Bevan Fransman

Personal information
- Full name: Bevan Fransman
- Date of birth: 31 October 1983 (age 42)
- Place of birth: Cape Town, South Africa
- Height: 1.87 m (6 ft 2 in)
- Position: Centre back

Team information
- Current team: TS Galaxy

Youth career
- Battswood
- Cape Town Spurs
- FC Fortune

Senior career*
- Years: Team / Apps / (Gls)
- 2000–2001: Mother City / 1 / (0)
- 2001–2002: FC Fortune / 20 / (2)
- 2002–2003: Mouscron / 13 / (0)
- 2003–2006: Kaizer Chiefs / 16 / (0)
- 2006–2008: Moroka Swallows / 53 / (3)
- 2008–2010: Maccabi Netanya / 63 / (5)
- 2010–2012: Hapoel Tel Aviv / 43 / (1)
- 2012–2014: SuperSport United / 37 / (1)
- 2014–2016: Bloemfontein Celtic / 45 / (1)
- 2016–2018: Maritzburg United / 54 / (2)
- 2018–2020: Highlands Park / 36 / (2)
- 2020–2021: TS Galaxy / 21 / (2)
- 2021–2022: Cape Town Spurs / 16 / (0)

International career
- 2005–2012: South Africa / 19 / (0)

= Bevan Fransman =

South African footballer (born 1983)

Bevan Fransman (born 31 October 1983) is a South African soccer player, currently playing as a centre back for TS Galaxy.
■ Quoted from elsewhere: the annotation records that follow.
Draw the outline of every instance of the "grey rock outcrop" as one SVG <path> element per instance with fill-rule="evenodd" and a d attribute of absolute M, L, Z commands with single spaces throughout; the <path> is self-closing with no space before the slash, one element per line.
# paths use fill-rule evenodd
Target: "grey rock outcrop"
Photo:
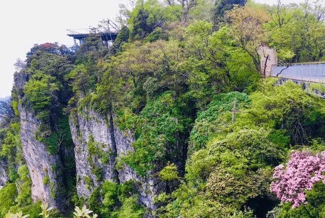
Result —
<path fill-rule="evenodd" d="M 6 171 L 7 163 L 4 160 L 0 159 L 0 189 L 6 186 L 9 178 Z"/>
<path fill-rule="evenodd" d="M 109 114 L 105 117 L 86 108 L 82 112 L 71 116 L 70 128 L 76 146 L 78 195 L 89 197 L 94 188 L 104 179 L 121 183 L 133 179 L 140 193 L 139 202 L 147 208 L 155 209 L 156 206 L 152 202 L 153 197 L 165 190 L 166 183 L 162 182 L 156 176 L 156 172 L 153 171 L 147 172 L 148 175 L 145 177 L 139 176 L 125 163 L 121 169 L 116 169 L 116 159 L 134 151 L 131 144 L 134 138 L 130 132 L 119 130 L 114 125 L 112 117 Z M 95 154 L 91 154 L 92 149 L 89 147 L 93 146 L 91 144 L 93 143 L 100 149 Z M 103 154 L 109 157 L 109 161 L 105 163 L 102 156 Z M 94 173 L 94 167 L 101 169 L 102 179 L 99 179 Z M 90 187 L 89 183 L 93 185 Z"/>
<path fill-rule="evenodd" d="M 28 79 L 23 72 L 15 74 L 15 87 L 18 93 L 22 93 Z M 18 95 L 19 102 L 22 96 Z M 23 155 L 32 181 L 31 198 L 34 201 L 41 200 L 48 203 L 49 206 L 62 210 L 64 198 L 57 194 L 63 178 L 59 172 L 53 170 L 54 166 L 61 165 L 60 157 L 59 154 L 49 154 L 46 146 L 36 139 L 36 133 L 40 131 L 41 122 L 35 113 L 20 103 L 18 103 L 18 110 L 20 117 L 20 136 Z"/>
He was in the South Africa squad for the 2008 African Nations Cup.

==Early life==
Fransman was born in Cape Town, and grew up in the Fairways neighbourhood. His father Paul was also a footballer, having played for St Athens and Battswood.

==Club career==
Fransman played junior football for Battswood, Cape Town Spurs and FC Fortune. He made one South African Premier Division appearance for Mother City. After playing for FC Fortune in the 2001–02 season, Fransman signed for Belgian First Division club Mouscron alongside fellow FC Fortune players Giovanne Rector and Asanda Sishuba in summer 2002, and made his debut away to Standard Liège on 8 August 2002.
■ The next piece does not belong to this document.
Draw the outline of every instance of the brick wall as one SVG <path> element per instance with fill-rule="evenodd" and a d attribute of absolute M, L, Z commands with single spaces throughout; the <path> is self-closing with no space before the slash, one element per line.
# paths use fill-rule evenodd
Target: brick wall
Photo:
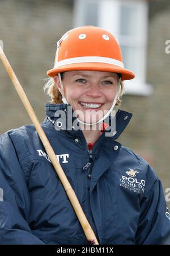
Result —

On 28 July 2008 it was announced that Fransman had signed for Maccabi Netanya on a four-year deal.

===Hapoel Tel Aviv===
In June 2010, Fransman signed for Israeli side Hapoel Tel Aviv on a three-year contract.

===SuperSport United===
He was made captain ahead of the 2013–14 season.

===Bloemfontein Celtic===
In June 2014 it was confirmed that Fransman had transferred to Bloemfontein Celtic.

===Highlands Park===
In June 2018, Fransman rejected a new Maritzburg United contract and signed for newly promoted Highlands Park. He signed a two-year contract with the club, with Fransman saying that he "got a solid two-year deal" and that "at my age, if you turn that down, you'd be a fool" during his unveiling at the club.

He signed a new short-term deal with Highlands Park in July 2020 until the end of the 2019–20 season, which was prolonged due to the COVID-19 pandemic.

Following the end of the 2019–20 season, Highlands Park's top flight status was sold to TS Galaxy with Fransman's contract initially not renewed, leading to Fransman contemplating retirement in October 2020.

===Cape Town Spurs===
In August 2021, Fransman signed for Cape Town Spurs.

==International career==
In November 2007, Fransman was named in the South Africa squad for the 2008 Africa Cup of Nations.

Fransman was recalled to the national team squad in September 2009 for friendlies against Germany and the Republic of Ireland.

He was added to South Africa's preliminary squad for the 2010 FIFA World Cup in May 2010.